Rope’s End
by
I
A round moon flooded the thickets with gold and inky shadows. The night was hot, poisonous with the scent of blossoms and of rotting tropic vegetation. It was that breathless, overpowering period between the seasons when the trades were fitful, before the rains had come. From the Caribbean rose the whisper of a dying surf, slower and fainter than the respirations of a sick man; in the north the bearded, wrinkled Haytian hills lifted their scowling faces. They were trackless, mysterious, darker even than the history of the island.
Beneath a thatched roof set upon four posts was a table, spread with food, and on it a candle burned steadily. No wind came out of the hot darkness; the flame rose straight and unwavering. Under a similar thatched shed, a short distance away, a group of soldiers were busy around a smoldering cook-fire. There were other huts inside the jungle clearing, through the dilapidated walls of which issued rays of light and men’s voices.
Petithomme Laguerre, colonel of tirailleurs, in the army of the Republic, wiped the fat of a roasted pig from his lips with the back of his hand. Using his thumb-nail as a knife-blade, he loosened a splinter from the edge of the rickety wooden table, fashioned it into a toothpick, then laid himself back in a grass hammock. He had expected to find rum in the house of Julien Rameau, but either there had been none or his brave soldiers had happened upon it; at any rate, supper had been a dry meal–only one of several disappointments of the day. The sack of the village had not been at all satisfactory to the colonel; one yellow woman dead, a few prisoners, and some smoldering ruins–surely there was no profit in such business.
Reclining at ease, he allowed himself to admire his uniform, a splendid creation of blue and gold which had put him to much pains and expense. It had arrived from Port au Prince barely in time to be of service in the campaign. As for the shoes, they were not so satisfactory. Shoes of any sort, in fact, cramped Colonel Petithomme Laguerre’s feet, and were refinements of fashion to which he had never fully accustomed himself. He wore them religiously, in public, for a colonel who would be a general must observe the niceties of military deportment, even in the Haytian army, but now he kicked them off and exposed his naked yellow soles gratefully.
On three sides of the clearing were thickets of guava and coffee trees, long since gone wild. A ruined wall along the beach road, a pair of bleaching gate-posts, a moldering house foundation, showed that this had once been the site of a considerable estate.

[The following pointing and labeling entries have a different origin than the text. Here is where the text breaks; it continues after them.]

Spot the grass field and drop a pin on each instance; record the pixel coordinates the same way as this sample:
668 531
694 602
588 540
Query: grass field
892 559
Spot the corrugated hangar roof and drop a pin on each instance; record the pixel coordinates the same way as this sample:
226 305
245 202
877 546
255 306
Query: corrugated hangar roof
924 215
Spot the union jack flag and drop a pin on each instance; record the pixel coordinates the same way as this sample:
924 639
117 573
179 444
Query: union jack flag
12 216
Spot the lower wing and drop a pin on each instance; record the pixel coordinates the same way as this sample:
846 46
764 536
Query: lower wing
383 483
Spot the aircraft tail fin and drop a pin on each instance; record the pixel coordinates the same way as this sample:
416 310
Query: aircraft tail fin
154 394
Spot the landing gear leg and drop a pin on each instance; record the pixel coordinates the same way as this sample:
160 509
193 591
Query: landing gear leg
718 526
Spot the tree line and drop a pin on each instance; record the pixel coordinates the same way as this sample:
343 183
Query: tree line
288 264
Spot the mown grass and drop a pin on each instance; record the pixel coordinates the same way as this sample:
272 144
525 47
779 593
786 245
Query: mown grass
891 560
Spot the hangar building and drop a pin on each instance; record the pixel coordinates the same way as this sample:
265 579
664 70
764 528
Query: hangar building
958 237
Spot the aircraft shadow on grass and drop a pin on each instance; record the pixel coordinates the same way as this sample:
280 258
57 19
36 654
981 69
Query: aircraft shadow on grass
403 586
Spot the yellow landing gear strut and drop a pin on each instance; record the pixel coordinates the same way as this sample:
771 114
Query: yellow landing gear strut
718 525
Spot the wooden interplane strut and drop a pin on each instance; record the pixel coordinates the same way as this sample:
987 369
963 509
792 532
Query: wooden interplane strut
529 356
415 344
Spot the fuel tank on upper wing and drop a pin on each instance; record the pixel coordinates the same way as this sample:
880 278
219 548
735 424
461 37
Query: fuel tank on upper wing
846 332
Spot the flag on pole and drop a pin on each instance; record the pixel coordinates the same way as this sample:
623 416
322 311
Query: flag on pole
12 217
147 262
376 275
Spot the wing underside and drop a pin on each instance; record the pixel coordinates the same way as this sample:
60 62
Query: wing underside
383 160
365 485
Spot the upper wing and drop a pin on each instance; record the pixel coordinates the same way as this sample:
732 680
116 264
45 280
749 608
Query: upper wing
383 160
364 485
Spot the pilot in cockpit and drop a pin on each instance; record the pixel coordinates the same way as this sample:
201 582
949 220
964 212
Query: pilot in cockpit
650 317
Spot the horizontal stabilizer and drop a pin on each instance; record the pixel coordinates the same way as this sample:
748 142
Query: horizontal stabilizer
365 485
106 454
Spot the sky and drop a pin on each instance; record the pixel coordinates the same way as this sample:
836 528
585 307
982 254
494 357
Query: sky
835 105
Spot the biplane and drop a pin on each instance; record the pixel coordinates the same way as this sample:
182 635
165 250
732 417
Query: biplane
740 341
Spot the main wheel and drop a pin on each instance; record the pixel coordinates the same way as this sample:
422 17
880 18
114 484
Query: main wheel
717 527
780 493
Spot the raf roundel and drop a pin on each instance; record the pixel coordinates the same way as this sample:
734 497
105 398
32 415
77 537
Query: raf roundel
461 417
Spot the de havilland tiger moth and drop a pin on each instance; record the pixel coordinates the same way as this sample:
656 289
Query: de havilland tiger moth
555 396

These mute testimonials to the glories of the French occupation are common in Hayti, but since the blacks rose under Toussaint l’Ouverture they have been steadily disappearing; the greedy fingers of the jungle have destroyed them bit by bit; what were once farms and gardens are now thickets and groves; in place of stately houses there are now nothing but miserable hovels. Cities of brick and stone have been replaced by squalid villages of board and corrugated iron, peopled by a shrill-voiced, quarreling race over which, in grim mockery, floats the banner of the Black Republic inscribed with the motto, “Liberty, Equality, Fraternity.”
Once Hayti was called the “Jewel of the Antilles” and boasted its “Little Paris of the West,” but when the black men rose to power it became a place of evil reputation, a land behind a veil, where all things are possible and most things come to pass. In place of monastery bells there sounds the midnight mutter of voodoo drums; the priest has been succeeded by the “papaloi,” the worship of the Virgin has changed to that of the serpent. Instead of the sacramental bread and wine men drink the blood of the white cock, and, so it is whispered, eat the flesh of “the goat without horns.”